Sherwin Williams, a U.S.-based paint company, has launched a voice-controlled tool that uses an AI system to create custom colors. Users can describe certain places, objects, or shades, like “New York City summer sunset” or “the 1980s” to the tool, which will then create the paint color accordingly.
The European High Performance Computing Joint Undertaking has announced that Germany will receive the first publicly known European exascale supercomputer next year. Researchers plan to use the supercomputer to solve problems in fields like climate change, pandemics, and sustainable energy production.
The Hawaii Department of Labor and Industrial Relations has launched a digital career hub to help residents find jobs. The platform uses an AI system and state administrative data to connect users with job matches and social services.
The San Jose Water Company has received approval from the California Public Utilities Commission to install smart water meters in San Jose.
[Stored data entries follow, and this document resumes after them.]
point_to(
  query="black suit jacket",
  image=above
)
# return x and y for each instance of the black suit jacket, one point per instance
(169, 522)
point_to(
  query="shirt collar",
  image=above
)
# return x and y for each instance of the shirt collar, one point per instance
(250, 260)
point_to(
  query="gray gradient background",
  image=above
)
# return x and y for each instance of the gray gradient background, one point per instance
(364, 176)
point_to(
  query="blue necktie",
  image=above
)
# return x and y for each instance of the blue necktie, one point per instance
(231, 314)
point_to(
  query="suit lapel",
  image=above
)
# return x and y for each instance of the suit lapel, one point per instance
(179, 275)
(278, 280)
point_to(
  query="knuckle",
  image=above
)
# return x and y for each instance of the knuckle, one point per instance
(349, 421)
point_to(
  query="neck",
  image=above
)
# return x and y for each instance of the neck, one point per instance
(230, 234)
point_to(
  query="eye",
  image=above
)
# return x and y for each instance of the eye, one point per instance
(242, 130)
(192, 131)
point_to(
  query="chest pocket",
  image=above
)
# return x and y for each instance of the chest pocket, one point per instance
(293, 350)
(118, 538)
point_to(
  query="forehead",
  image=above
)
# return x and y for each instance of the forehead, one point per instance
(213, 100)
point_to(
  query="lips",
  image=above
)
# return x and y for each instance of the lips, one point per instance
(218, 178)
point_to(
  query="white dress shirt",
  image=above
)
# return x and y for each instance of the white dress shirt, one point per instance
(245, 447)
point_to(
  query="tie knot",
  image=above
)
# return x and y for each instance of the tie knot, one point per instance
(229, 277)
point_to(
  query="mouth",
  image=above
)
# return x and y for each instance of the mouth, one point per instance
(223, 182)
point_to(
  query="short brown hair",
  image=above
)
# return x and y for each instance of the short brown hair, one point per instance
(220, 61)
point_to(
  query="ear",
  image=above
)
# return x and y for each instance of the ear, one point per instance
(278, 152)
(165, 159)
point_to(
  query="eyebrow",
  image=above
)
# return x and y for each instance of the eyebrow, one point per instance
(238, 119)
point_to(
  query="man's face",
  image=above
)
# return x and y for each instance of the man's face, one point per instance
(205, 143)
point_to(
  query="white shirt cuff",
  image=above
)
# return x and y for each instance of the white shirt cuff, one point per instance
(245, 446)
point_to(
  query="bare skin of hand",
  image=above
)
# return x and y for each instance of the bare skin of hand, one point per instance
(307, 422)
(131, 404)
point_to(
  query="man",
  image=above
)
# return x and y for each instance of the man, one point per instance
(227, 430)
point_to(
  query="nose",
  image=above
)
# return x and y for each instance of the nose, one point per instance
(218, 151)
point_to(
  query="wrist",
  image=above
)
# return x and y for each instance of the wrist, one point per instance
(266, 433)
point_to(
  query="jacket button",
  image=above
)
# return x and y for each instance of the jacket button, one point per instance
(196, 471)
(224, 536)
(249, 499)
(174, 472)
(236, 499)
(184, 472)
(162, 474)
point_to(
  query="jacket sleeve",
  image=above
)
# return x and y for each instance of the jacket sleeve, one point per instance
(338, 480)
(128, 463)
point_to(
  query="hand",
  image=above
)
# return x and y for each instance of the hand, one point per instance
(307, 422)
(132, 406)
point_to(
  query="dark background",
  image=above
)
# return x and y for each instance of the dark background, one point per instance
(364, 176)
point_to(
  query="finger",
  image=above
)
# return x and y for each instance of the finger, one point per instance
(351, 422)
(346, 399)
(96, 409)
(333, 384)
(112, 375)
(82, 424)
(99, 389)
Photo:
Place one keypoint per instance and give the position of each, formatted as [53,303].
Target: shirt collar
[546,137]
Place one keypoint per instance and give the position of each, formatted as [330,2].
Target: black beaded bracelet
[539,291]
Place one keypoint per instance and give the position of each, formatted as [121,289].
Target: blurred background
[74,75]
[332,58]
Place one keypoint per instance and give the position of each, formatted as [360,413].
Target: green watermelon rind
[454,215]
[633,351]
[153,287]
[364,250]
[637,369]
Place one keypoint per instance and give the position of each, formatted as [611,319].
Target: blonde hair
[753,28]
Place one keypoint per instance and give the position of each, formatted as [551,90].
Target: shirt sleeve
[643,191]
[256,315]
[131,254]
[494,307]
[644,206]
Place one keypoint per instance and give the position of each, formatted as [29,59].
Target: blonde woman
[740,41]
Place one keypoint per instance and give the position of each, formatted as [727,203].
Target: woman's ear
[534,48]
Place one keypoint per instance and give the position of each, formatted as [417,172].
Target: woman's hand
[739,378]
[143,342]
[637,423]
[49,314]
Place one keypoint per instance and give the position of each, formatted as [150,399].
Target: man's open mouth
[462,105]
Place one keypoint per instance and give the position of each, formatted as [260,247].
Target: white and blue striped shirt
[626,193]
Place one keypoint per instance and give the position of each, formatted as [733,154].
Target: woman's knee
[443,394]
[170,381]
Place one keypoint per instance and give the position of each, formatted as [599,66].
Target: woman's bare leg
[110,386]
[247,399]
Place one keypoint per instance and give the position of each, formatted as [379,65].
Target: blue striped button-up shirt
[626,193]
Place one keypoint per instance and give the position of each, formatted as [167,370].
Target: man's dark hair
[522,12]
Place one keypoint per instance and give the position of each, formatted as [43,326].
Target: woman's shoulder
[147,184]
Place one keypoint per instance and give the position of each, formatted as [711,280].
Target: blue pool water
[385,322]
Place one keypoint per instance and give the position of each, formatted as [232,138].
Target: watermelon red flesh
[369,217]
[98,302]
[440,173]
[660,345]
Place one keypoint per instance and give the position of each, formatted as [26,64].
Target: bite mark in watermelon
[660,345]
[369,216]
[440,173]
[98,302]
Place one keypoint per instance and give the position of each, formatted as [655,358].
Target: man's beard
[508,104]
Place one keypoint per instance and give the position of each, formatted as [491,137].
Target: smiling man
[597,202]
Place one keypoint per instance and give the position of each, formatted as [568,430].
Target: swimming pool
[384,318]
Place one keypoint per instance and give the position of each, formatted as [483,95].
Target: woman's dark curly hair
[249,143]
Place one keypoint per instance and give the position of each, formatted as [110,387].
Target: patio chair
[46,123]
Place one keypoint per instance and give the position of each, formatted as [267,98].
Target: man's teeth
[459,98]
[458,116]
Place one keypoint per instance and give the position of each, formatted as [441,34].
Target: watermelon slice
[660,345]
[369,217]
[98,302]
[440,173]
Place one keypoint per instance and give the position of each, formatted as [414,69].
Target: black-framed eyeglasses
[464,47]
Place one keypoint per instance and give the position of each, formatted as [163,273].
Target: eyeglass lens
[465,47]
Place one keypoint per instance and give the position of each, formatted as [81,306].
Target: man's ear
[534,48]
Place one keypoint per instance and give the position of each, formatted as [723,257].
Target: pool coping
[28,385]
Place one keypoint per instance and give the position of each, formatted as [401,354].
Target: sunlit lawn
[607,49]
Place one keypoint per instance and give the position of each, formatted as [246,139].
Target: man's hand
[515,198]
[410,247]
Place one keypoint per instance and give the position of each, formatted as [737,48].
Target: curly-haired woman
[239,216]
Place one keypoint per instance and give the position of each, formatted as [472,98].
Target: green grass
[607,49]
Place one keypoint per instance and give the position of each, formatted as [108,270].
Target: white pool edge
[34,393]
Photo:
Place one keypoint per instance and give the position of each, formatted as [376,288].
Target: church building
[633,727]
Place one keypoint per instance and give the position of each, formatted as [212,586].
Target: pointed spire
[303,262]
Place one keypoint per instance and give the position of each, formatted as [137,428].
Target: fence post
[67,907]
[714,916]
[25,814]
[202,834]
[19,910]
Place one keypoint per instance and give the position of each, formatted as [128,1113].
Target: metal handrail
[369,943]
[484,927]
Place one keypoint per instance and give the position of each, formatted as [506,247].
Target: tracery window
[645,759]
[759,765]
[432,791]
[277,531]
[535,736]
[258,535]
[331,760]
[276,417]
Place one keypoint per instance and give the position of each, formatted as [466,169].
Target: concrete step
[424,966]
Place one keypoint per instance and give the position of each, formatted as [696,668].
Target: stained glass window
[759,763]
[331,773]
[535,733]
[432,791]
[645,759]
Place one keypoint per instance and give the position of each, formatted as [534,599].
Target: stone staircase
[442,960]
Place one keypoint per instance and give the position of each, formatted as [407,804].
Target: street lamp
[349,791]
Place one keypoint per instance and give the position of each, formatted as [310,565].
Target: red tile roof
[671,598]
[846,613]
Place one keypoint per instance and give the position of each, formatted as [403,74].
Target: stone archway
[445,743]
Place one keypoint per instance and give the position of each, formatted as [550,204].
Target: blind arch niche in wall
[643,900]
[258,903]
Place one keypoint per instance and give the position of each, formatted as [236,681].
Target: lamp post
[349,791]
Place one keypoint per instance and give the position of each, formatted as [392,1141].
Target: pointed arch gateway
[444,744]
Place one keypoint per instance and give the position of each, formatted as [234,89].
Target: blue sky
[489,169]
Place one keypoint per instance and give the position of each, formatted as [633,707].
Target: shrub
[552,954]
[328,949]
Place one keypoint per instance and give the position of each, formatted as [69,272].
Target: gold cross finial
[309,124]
Residents can use the meters to detect leaks and monitor water usage in real time.
The United Kingdom has announced a new data strategy for the National Health Service to support data-driven innovation in healthcare. The strategy contains seven principles, including improving data for adult social care, developing technical infrastructure, and empowering researchers with data, and will enable patients, doctors, and researchers to access medical data safely and efficiently.
Discord, a U.S.-based social platform, has launched an autonomous moderation tool to flag harmful behavior. The tool can detect certain words or phrases and automatically block the message, alert an administrator, or temporarily prevent the poster from using the platform.
The U.S. National Hockey League has partnered with Dynamic Vision, a Canadian virtual reality and 3D animation company, to create an augmented reality version of the Stanley Cup trophy. Fans can visit the league’s website to interact with a virtual version of the Stanley Cup and use accompanying Instagram, TikTok, and Facebook lenses to hoist it on their shoulders.
Google has updated its Maps application to show total toll prices for a given route, according to the time of day, day of the week, and whether the driver has a toll pass. The feature contains data for nearly 2,000 toll roads in the United States, India, Japan, and Indonesia.